Reply to post: For Google, Brexit makes Eire a golden opportunity

Google Pay tells Euro users it has ditched UK for Ireland ahead of Brexit

taxedserf

For Google, Brexit makes Eire a golden opportunity

Erm... if a stable business environment is what you seek, then Eire is an odd choice. Something else is up. Brexit is perhaps a catalyst - a golden opportunity, even - but it doesn't smell like a root cause.

Google picked Eire years ago because it was, and always has been, a corrupt, push-over state, offering low(ish) corporation tax rates and a tax treaty with America that ensures America has the lion's share of taxable revenue.... which America duly chooses not to tax (much to the chagrin of the European Union, see http://www.brexit.me.uk/2016/09/european-commission-v-republic-of.html ). Meanwhile, even America has (partially) signed up to the BEPS project, a tax anti-avoidance thing which aims to prevent taxable revenue from simply evaporating into thin air (the taxman's equivalent of nailing jelly to the ceiling).
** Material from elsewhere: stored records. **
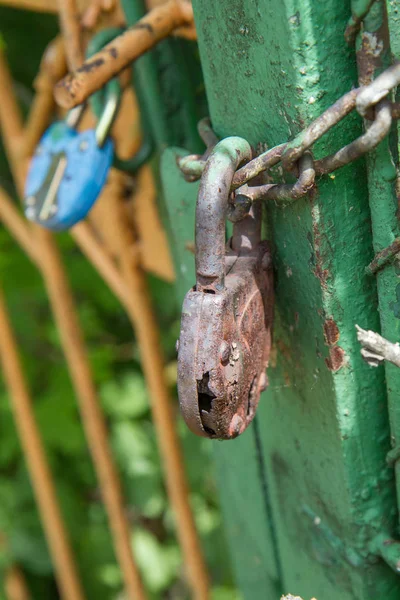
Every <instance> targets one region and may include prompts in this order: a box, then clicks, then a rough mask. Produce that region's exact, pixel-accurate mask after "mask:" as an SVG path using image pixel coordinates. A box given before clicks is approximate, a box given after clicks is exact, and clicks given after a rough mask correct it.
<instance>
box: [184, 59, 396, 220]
mask: <svg viewBox="0 0 400 600" xmlns="http://www.w3.org/2000/svg"><path fill="white" fill-rule="evenodd" d="M399 83H400V63H396V64H395V65H392V66H391V67H389V68H388V69H386V71H384V72H383V73H382V74H381V75H379V77H377V78H376V79H375V80H374V81H373V82H372V83H370V84H369V85H367V86H364V87H360V88H357V89H354V90H351V91H350V92H348V93H347V94H345V95H344V96H342V97H341V98H339V100H337V101H336V102H335V103H334V104H332V105H331V106H330V107H329V108H327V109H326V110H325V111H324V112H323V113H322V114H321V115H320V116H319V117H318V118H317V119H315V120H314V121H313V122H312V123H311V124H310V125H309V126H308V127H307V128H306V129H304V130H303V131H302V132H300V133H299V134H298V135H297V136H296V137H295V138H294V139H293V140H292V141H291V142H286V143H283V144H280V145H278V146H274V147H273V148H271V149H268V150H266V151H265V152H263V153H261V154H259V155H258V156H256V157H255V158H253V159H252V160H250V161H249V162H248V163H247V164H245V165H244V166H242V167H241V168H240V169H238V170H237V171H236V173H235V175H234V177H233V180H232V186H231V191H234V190H237V192H236V193H235V196H234V197H233V201H231V204H230V208H229V217H228V218H229V219H230V220H232V221H233V222H236V220H237V219H239V218H242V216H243V215H245V214H247V211H248V210H249V207H250V206H251V203H252V202H253V200H255V199H263V200H264V199H265V200H269V199H273V200H276V201H278V202H281V201H293V200H295V199H297V198H300V197H301V196H304V195H305V194H307V193H308V191H309V190H310V189H311V188H312V187H313V185H314V179H315V176H316V175H325V174H327V173H331V172H332V171H335V170H336V169H340V168H341V167H343V166H345V165H347V164H349V163H350V162H353V161H354V160H357V159H358V158H359V157H360V156H363V155H364V154H366V153H367V152H369V151H371V150H373V149H374V148H375V147H376V146H377V145H378V144H379V143H380V142H381V141H382V140H383V139H384V138H385V137H386V136H387V135H388V133H389V131H390V127H391V124H392V121H393V119H398V118H400V105H399V103H396V102H390V101H389V99H388V98H387V96H388V94H390V92H391V91H392V90H393V89H394V88H395V87H396V86H397V85H398V84H399ZM354 109H357V111H358V112H359V114H360V115H361V116H363V117H365V118H366V119H367V120H368V121H370V123H368V126H367V128H366V131H365V132H364V133H363V134H362V135H361V136H360V137H358V138H357V139H356V140H354V141H352V142H350V143H349V144H347V145H346V146H344V147H343V148H341V149H340V150H338V151H337V152H335V153H333V154H331V155H329V156H326V157H324V158H321V159H319V160H316V161H315V163H314V164H313V165H311V163H310V160H311V161H312V158H311V155H307V150H308V149H309V148H311V147H312V146H313V144H315V142H317V141H318V140H319V139H320V138H321V137H322V136H323V135H324V134H325V133H327V132H328V131H329V130H330V129H331V128H332V127H334V126H335V125H337V124H338V123H339V122H340V121H341V120H342V119H344V118H345V117H346V116H347V115H349V114H350V113H351V112H352V111H353V110H354ZM203 128H204V132H205V134H206V136H207V146H208V151H207V153H206V154H205V155H203V156H200V155H189V156H185V157H180V158H179V159H177V160H178V165H179V167H180V169H181V171H182V173H183V175H184V177H185V179H186V180H187V181H196V180H198V179H200V177H201V175H202V173H203V171H204V168H205V165H206V159H207V156H208V154H209V148H210V145H214V144H215V143H216V141H217V138H216V136H215V134H213V132H212V129H211V127H210V125H209V123H203ZM307 156H308V157H307ZM303 157H304V160H303ZM279 162H282V166H283V168H284V169H286V170H289V171H291V170H293V168H294V166H295V165H296V164H298V165H299V179H298V181H297V182H296V183H295V184H293V185H290V184H273V183H271V184H270V183H268V184H265V185H261V186H254V187H252V186H248V185H247V184H248V182H249V181H250V180H252V179H253V178H255V177H257V176H258V175H260V174H261V173H263V172H265V171H268V170H269V169H270V168H271V167H273V166H275V165H277V164H278V163H279ZM304 165H307V166H306V167H304ZM302 166H303V167H302ZM241 215H242V216H241Z"/></svg>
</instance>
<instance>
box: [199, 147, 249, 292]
mask: <svg viewBox="0 0 400 600" xmlns="http://www.w3.org/2000/svg"><path fill="white" fill-rule="evenodd" d="M251 157H252V152H251V147H250V144H249V143H248V142H247V141H246V140H244V139H243V138H240V137H228V138H225V139H224V140H222V141H221V142H219V143H218V144H217V145H216V146H215V148H214V150H213V151H212V153H211V154H210V156H209V158H208V160H207V163H206V166H205V168H204V172H203V175H202V177H201V182H200V189H199V194H198V196H197V205H196V231H195V241H196V287H197V290H198V291H209V292H211V293H213V292H214V293H215V292H216V291H219V290H222V289H223V287H224V279H225V223H226V216H227V210H228V200H229V194H230V190H231V185H232V179H233V176H234V174H235V171H236V169H237V168H238V166H239V165H240V163H241V162H243V161H249V160H251Z"/></svg>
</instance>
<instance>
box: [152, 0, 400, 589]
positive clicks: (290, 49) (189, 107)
mask: <svg viewBox="0 0 400 600" xmlns="http://www.w3.org/2000/svg"><path fill="white" fill-rule="evenodd" d="M193 4H194V9H195V20H196V27H197V32H198V37H199V45H198V47H199V52H200V61H201V67H202V71H203V74H204V83H205V91H206V96H207V101H208V110H209V114H210V117H211V121H212V125H213V128H214V130H215V132H216V133H217V134H218V136H220V137H225V136H229V135H239V136H243V137H244V138H246V139H247V140H248V141H249V142H250V143H251V144H252V145H253V146H256V145H257V144H259V143H263V144H266V145H268V147H272V146H274V145H276V144H279V143H282V142H286V141H287V140H290V139H293V138H294V136H295V135H296V134H298V133H299V132H300V131H301V130H302V129H303V128H304V127H305V126H307V125H308V124H309V123H310V122H311V121H312V120H313V119H314V118H316V117H317V116H318V115H320V114H321V113H322V112H323V111H324V110H325V109H326V108H327V107H329V106H330V105H331V104H332V103H333V102H334V101H335V100H336V99H337V98H339V97H340V96H342V95H343V94H344V93H345V92H347V91H348V90H350V89H351V88H352V87H354V86H357V85H358V83H357V80H358V79H359V80H360V82H361V83H363V84H365V83H368V82H369V81H370V80H371V78H372V77H373V75H374V72H375V71H376V70H379V69H381V68H382V67H383V66H385V65H387V64H389V63H390V62H391V60H392V58H393V57H394V58H395V57H396V54H398V53H400V47H399V40H400V33H398V26H399V21H398V19H399V14H400V13H399V12H398V11H399V3H398V2H397V0H390V1H388V2H387V3H386V2H384V1H383V0H380V1H376V2H371V1H366V0H354V2H352V3H351V2H350V0H345V1H343V2H338V1H337V0H324V1H321V0H298V1H294V0H281V1H280V2H277V1H276V0H218V2H210V1H206V0H193ZM351 16H352V17H351ZM350 18H351V21H350V25H351V26H350V28H347V33H346V39H345V32H346V27H347V25H348V23H349V19H350ZM388 25H389V29H390V32H389V31H388ZM389 33H390V35H389ZM389 38H390V43H391V48H390V47H389V45H388V40H389ZM163 44H164V50H163V51H162V56H163V57H164V60H165V56H166V53H165V52H166V51H165V49H167V50H168V52H170V63H169V65H170V68H172V66H171V65H172V64H173V62H174V61H175V64H176V60H179V61H180V67H181V68H180V71H179V73H180V76H181V77H182V74H183V77H182V78H181V79H179V78H178V79H177V85H175V86H174V87H173V89H172V87H171V86H170V88H169V89H165V85H164V88H163V84H162V80H161V79H160V77H159V78H158V85H159V86H160V89H159V93H160V97H162V98H163V101H164V106H165V101H166V104H167V110H166V114H164V115H163V116H162V118H161V121H160V124H159V126H158V129H157V128H156V130H155V136H156V137H157V139H158V143H159V147H160V149H162V148H163V147H165V146H170V147H168V148H167V149H166V150H164V151H163V153H162V157H161V168H160V175H161V182H162V190H163V195H164V200H165V206H166V208H167V212H168V216H169V220H168V222H169V228H170V235H171V240H172V244H173V251H174V255H175V262H176V266H177V274H178V294H179V299H180V301H181V300H182V298H183V295H184V294H185V292H186V291H187V290H188V289H189V287H191V286H192V285H193V282H194V258H193V254H192V248H193V239H194V208H195V202H196V194H197V189H198V186H197V184H196V183H187V182H186V181H185V180H184V179H183V176H182V174H181V172H180V171H179V169H178V167H177V162H176V157H177V155H184V154H187V153H188V152H190V153H193V152H196V151H198V148H199V146H198V141H196V140H197V138H196V137H195V136H194V126H195V121H196V120H197V118H198V117H200V116H204V115H205V114H206V113H207V108H205V105H204V103H203V102H202V98H203V95H202V92H203V88H202V84H201V77H199V76H198V75H199V68H198V64H197V63H196V60H198V59H197V50H196V48H193V46H192V45H190V44H189V43H186V42H176V44H175V43H174V42H170V41H169V42H164V43H163ZM182 44H184V47H183V46H182ZM157 52H158V51H156V53H155V54H153V60H154V62H153V64H148V65H147V66H144V67H143V68H144V69H145V70H146V69H147V73H153V72H154V69H155V70H157V68H158V69H160V64H159V61H160V53H158V54H157ZM174 57H175V58H174ZM176 57H179V58H178V59H177V58H176ZM143 60H144V59H143ZM146 60H149V59H146ZM157 61H158V67H157ZM182 62H185V63H186V64H185V65H183V64H182ZM196 64H197V67H196ZM357 67H358V69H357ZM164 68H165V65H164ZM185 68H186V71H185ZM185 73H186V75H185ZM188 78H191V79H188ZM170 80H171V79H170ZM189 80H190V81H191V85H190V86H188V85H187V82H188V81H189ZM160 81H161V83H160ZM145 91H146V90H145ZM153 92H154V90H153ZM148 95H149V98H150V96H151V94H150V93H149V92H148ZM151 98H152V99H153V100H154V94H153V96H151ZM151 98H150V100H151ZM168 104H169V105H170V106H174V107H175V112H174V111H172V112H173V114H174V115H175V117H176V115H178V118H177V119H175V121H174V123H175V125H174V126H173V127H172V128H171V127H170V128H169V131H168V133H167V134H165V135H163V134H162V131H163V130H164V131H165V127H164V129H163V127H162V122H163V119H164V123H165V121H167V122H169V123H171V119H170V115H169V114H168ZM362 127H363V124H362V121H361V119H360V117H359V116H356V115H355V114H352V115H350V116H349V117H347V118H346V119H345V120H344V121H343V122H342V123H341V124H340V125H339V126H337V127H335V128H334V129H333V130H331V131H330V132H329V133H328V134H327V135H326V136H324V137H323V139H322V140H320V141H319V142H318V143H317V144H316V145H315V147H314V148H313V152H314V157H315V158H320V157H321V156H325V155H326V154H329V153H331V152H333V151H335V150H337V149H339V148H341V147H342V146H344V145H345V144H347V143H348V142H350V141H351V140H353V139H354V138H356V137H357V136H359V135H360V134H361V132H362ZM172 144H175V145H179V146H181V148H177V147H171V145H172ZM396 162H397V137H396V131H395V129H394V128H393V130H392V134H391V137H390V140H388V139H386V140H385V141H384V142H382V143H381V144H380V145H379V147H378V148H377V149H376V150H374V151H373V152H371V153H369V155H368V156H367V158H360V159H358V160H357V161H355V162H353V163H352V164H350V165H348V166H346V167H344V168H342V169H340V170H339V171H336V172H335V173H334V174H331V175H325V176H321V177H319V178H318V180H317V186H316V191H315V193H313V194H312V195H311V196H307V197H304V198H303V199H300V200H297V201H296V202H295V203H293V204H291V205H290V206H289V205H288V206H286V207H285V208H282V207H280V206H277V205H275V204H274V203H273V202H270V203H269V204H267V208H266V210H265V231H266V232H267V234H268V237H269V239H270V240H271V241H272V243H273V248H274V268H275V274H276V308H275V332H274V352H273V357H272V361H271V366H270V369H269V379H270V384H269V389H268V390H267V392H266V393H264V395H263V397H262V400H261V402H260V406H259V410H258V416H257V418H256V420H255V422H254V423H253V424H252V426H251V427H250V428H249V430H248V431H246V432H245V433H244V434H243V435H242V436H241V437H240V438H238V439H237V440H235V441H230V442H222V443H221V442H210V443H213V444H214V451H215V463H216V470H217V476H218V482H219V487H220V493H221V500H222V506H223V511H224V515H225V522H226V527H227V531H228V535H229V542H230V548H231V553H232V557H233V561H234V566H235V571H236V575H237V580H238V583H239V586H240V588H241V590H242V592H243V595H244V597H245V598H246V599H251V600H257V599H258V598H260V599H268V600H273V599H278V598H279V597H280V594H282V593H289V592H291V593H292V594H299V595H301V596H302V597H304V598H305V599H307V600H308V599H309V598H310V597H315V598H317V599H318V600H339V599H340V600H350V599H353V600H354V599H359V600H364V599H365V600H367V599H369V600H395V599H399V598H400V578H399V576H398V575H397V574H396V573H395V570H396V566H397V563H398V560H400V550H399V546H398V545H397V544H396V542H394V541H393V540H394V539H396V538H398V508H397V502H396V483H395V471H396V460H395V458H396V452H395V455H394V460H391V461H389V463H390V464H388V461H387V455H388V452H389V451H390V449H391V448H395V451H396V445H397V443H399V442H398V439H397V438H398V435H399V419H400V410H399V409H398V408H397V406H400V370H399V369H396V367H393V366H387V367H379V368H377V369H372V368H371V367H369V366H367V365H366V364H365V363H364V362H363V360H362V358H361V355H360V346H359V343H358V341H357V337H356V329H355V324H359V325H360V326H362V327H364V328H369V329H373V330H381V331H382V333H383V335H385V336H386V337H387V338H389V339H390V340H392V341H396V340H399V339H400V330H399V317H400V309H399V306H400V291H399V290H400V280H399V279H398V277H399V273H400V271H399V269H398V267H397V265H396V263H395V262H394V263H391V264H388V265H386V266H384V267H383V268H382V269H381V270H380V271H379V272H378V273H377V274H376V275H373V276H371V275H370V274H368V273H367V272H366V267H367V265H368V264H369V263H370V261H371V260H372V258H373V256H374V253H377V252H379V251H381V250H383V249H384V248H386V247H387V246H389V245H390V244H391V243H392V242H393V241H394V240H395V239H396V238H397V236H398V235H399V231H398V222H397V208H398V205H397V197H396V176H397V174H396V168H395V166H394V165H395V164H396ZM278 176H279V173H274V181H278V179H277V177H278ZM391 456H392V458H393V452H392V454H391ZM382 557H383V558H382ZM389 563H390V566H389ZM399 564H400V563H399Z"/></svg>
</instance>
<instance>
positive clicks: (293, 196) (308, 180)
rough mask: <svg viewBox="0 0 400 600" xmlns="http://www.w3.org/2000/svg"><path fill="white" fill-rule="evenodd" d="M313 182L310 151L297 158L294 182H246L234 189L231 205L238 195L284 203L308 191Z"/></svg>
mask: <svg viewBox="0 0 400 600" xmlns="http://www.w3.org/2000/svg"><path fill="white" fill-rule="evenodd" d="M314 183H315V168H314V161H313V158H312V156H311V154H310V152H306V153H305V154H303V155H302V156H301V158H300V160H299V177H298V179H297V181H296V182H295V183H292V184H289V183H280V184H278V183H266V184H264V185H258V186H252V187H250V186H248V185H247V184H246V185H244V186H243V187H241V188H239V189H237V190H236V192H235V200H234V201H233V206H234V207H235V204H236V203H237V198H238V196H244V197H245V198H248V199H249V200H250V201H251V202H253V201H254V200H275V201H276V202H282V203H284V204H285V205H286V204H288V203H290V202H293V201H294V200H298V198H301V197H302V196H304V195H305V194H307V193H308V192H310V190H312V188H313V187H314ZM240 205H241V206H243V200H241V201H240ZM242 210H243V209H242Z"/></svg>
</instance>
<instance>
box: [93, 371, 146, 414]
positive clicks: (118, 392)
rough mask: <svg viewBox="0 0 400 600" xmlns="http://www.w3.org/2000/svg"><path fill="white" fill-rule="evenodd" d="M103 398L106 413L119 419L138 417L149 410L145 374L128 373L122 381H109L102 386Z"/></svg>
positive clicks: (102, 385) (130, 372) (102, 398)
mask: <svg viewBox="0 0 400 600" xmlns="http://www.w3.org/2000/svg"><path fill="white" fill-rule="evenodd" d="M100 393H101V398H102V401H103V407H104V410H105V411H106V413H107V414H108V415H109V416H111V417H115V418H117V419H126V418H129V417H131V418H133V419H137V418H139V417H142V416H144V415H146V414H147V413H148V411H149V398H148V394H147V390H146V385H145V381H144V378H143V375H142V374H141V373H137V372H130V373H129V374H126V375H125V376H124V377H123V378H122V379H121V380H120V381H109V382H107V383H105V384H103V385H102V386H101V390H100Z"/></svg>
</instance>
This is the most likely explanation behind Google's move, so much so that it would very likely still have happened even if if the UK had Brexited with the only issue-literate plan out there - EFTA/EEA as described in Flexcit ( http://www.eureferendum.com/documents/flexcit.pdf ) - or had voted to remain on 23Jun2016. Ironically, in the briefest glimpses of issue-literacy, HMG seems to have thwarted Google's plans (and Eire's not-quite-taxable-revenues and America's we-can-but-won't-taxable-revenues!) by wondering aloud about revenue-based taxation of internet services delivered to UK-based customers. Ouch.

Thinking ahead, has anybody thought about the impact on Eire of Brexit, whether planned or unplanned? (Judging from other comments in this forum, probably not.) From Google's perspective, Brexit will distress Eire considerably, especially if Brexit results in the UK leaving the European Economic Area.

That makes Eire even more attractive to a cabal of American mega-corporations, because the push-over state wouldn't even need pushing: it'll roll over before being asked. The aforementioned "shed on an allotment" will be taken down pronto, probably replaced by a small kennel to comply figuratively with GDPR.

What else has happened to corroborate this story? Well, Merkel popped over to Eire earlier this week to see whether there was another way to thwart Brexit, to stop it from happening and to destroy permanently the pitiful residue of democracy in the UK (to bail out the UK's astonishingly inept political establishment). Merkel learnt that Eire does not want to pay a Eurocent to protect the EU's external land border with a third country. This underlines Google's view that Eire is an already-distressed state that is set to become an even more distressed state.

Oh, and the European Commission keeps on wanting to slap fines on Google. Well, the European Council might have something to say about that. The European Council comprises governments of the EU27. One of whom is... Eire. Ah. And the government of Eire is - and will be - too weak to resist corporatism on its own turf. Eire will be ready to assume the doubled-over position to collect its instructions anally from its corporate masters and influence the European Council away from the fanaticism of the European Commission.

Always attack your enemy on its weakest front, at its weakest point. Google has found Eire's destiny.

Google's timing to re-locate trade from UK to Eire is absolutely immaculate. Google has struck at the iron at its hottest point in time.

Brexit is perhaps a catalyst - a golden opportunity, even - but it doesn't smell like a root cause. QED.